At the beginning of the season, when Chris Wilder surveyed the Championship’s financial landscape, it was clear Sheffield United needed to discover a niche.
In the event, after recognising they might struggle to attract established second-tier talent, he carved his own. United, their manager decided, would focus on identifying players who had either yet to fulfil their potential or were ready, after impressing in the lower reaches, to make the step-up. It was a policy which saw the likes of Enda Stevens and George Baldock arrive at Bramall Lane. Many veterans of the club’s League One triumph were also retained. With two of those, Leon Clarke and John Fleck, continuing to excel this term, Wilder has suggested his days of digging through the transfer market for undiscovered gems might not be over. Especially after Clarke, United’s leading goalscorer this term, was named in the PFA’s divisional team of the year following a prolific eight months.

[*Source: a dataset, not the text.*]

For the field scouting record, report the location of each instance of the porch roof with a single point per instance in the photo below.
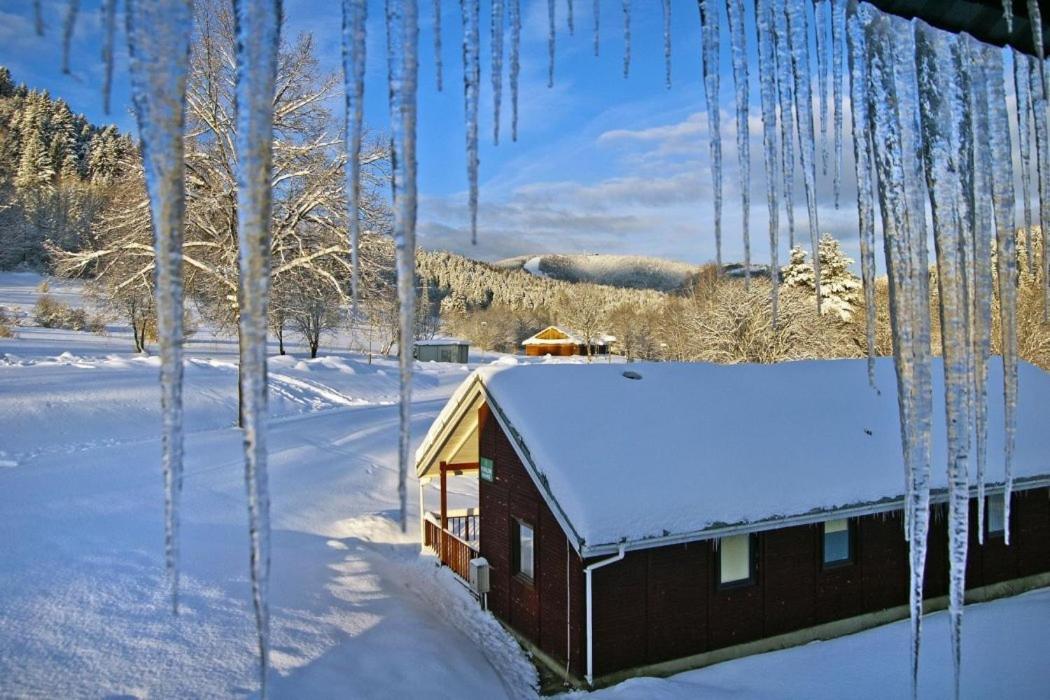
(690, 451)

“For Leon, there’s Enda Stevens who hasn’t played in the Championship really,” Wilder said. “There’s John Fleck. There’s Jack O’Connell.
“For us to be within touching distance of teams like Middlesbrough, for us to be above some of the names we are, is superb really. It’s no fluke. The lads have shown they deserve to be here and what can be done.”

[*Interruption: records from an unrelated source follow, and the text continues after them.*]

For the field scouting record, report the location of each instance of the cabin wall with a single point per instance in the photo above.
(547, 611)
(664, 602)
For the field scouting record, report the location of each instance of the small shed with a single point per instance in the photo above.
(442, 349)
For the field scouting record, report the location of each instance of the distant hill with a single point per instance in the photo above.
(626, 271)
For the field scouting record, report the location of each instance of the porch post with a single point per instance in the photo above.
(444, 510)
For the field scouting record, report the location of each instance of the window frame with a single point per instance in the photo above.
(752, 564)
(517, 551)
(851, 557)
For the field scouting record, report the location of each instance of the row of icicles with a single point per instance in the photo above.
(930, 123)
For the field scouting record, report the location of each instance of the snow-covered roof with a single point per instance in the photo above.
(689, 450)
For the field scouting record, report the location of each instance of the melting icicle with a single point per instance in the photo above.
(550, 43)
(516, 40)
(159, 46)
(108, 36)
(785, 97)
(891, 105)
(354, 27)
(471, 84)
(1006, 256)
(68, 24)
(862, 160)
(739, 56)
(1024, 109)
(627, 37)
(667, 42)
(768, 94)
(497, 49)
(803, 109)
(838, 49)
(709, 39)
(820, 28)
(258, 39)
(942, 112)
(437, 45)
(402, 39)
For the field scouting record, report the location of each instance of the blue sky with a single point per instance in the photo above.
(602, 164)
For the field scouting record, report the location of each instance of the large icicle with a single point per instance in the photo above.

Wilder has been petitioning United’s co-owners to loosen the purse strings this summer. After delivering big results on a modest budget, the 50-year-old believes high-calibre targets are required to further drive up performance levels within his squad. However, barring the arrival of a billionaire in the boardroom or Fosun-style takeover, Wilder’s eye for a bargain will remain Bramall Lane’s most potent weapon. Even if greater resources are placed at his disposal, even if HRH Prince Abdullah bin Musa’ad bin Abdulaziz Al Saud and Kevin McCabe can resolve their differences and release a significant raft of funds, United have little hope of competing with teams in receipt of a Premier League parachute payment. Or, 11th in the table ahead of Saturday’s game against Preston North End, the likes of Newcastle and Everton if they miraculously beat the odds by reaching the play-offs and then gain promotion.

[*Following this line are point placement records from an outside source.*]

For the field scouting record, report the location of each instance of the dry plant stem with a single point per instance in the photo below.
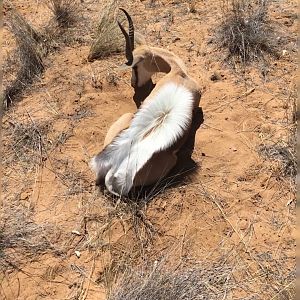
(31, 65)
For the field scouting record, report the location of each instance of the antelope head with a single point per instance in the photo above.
(144, 60)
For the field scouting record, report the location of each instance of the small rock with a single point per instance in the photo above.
(175, 39)
(77, 253)
(76, 232)
(216, 77)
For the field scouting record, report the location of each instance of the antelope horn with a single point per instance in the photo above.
(128, 38)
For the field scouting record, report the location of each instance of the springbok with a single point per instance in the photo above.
(142, 148)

A study by the CIES Football Observatory suggests Wilder is right to seek a small handful of quality additions rather than perform a major overhaul of United’s playing staff. The body, based in Neuchâtel, Switzerland, has discovered a strong correlation between successful clubs and squad stability. It also reports how over-speculating on the transfer market: “Often brings about a vicious circle of instability and poor results.”
“The players we have got will benefit, come what may, from the experiences we’ve had this year,” Wilder said. “They’ll improve.”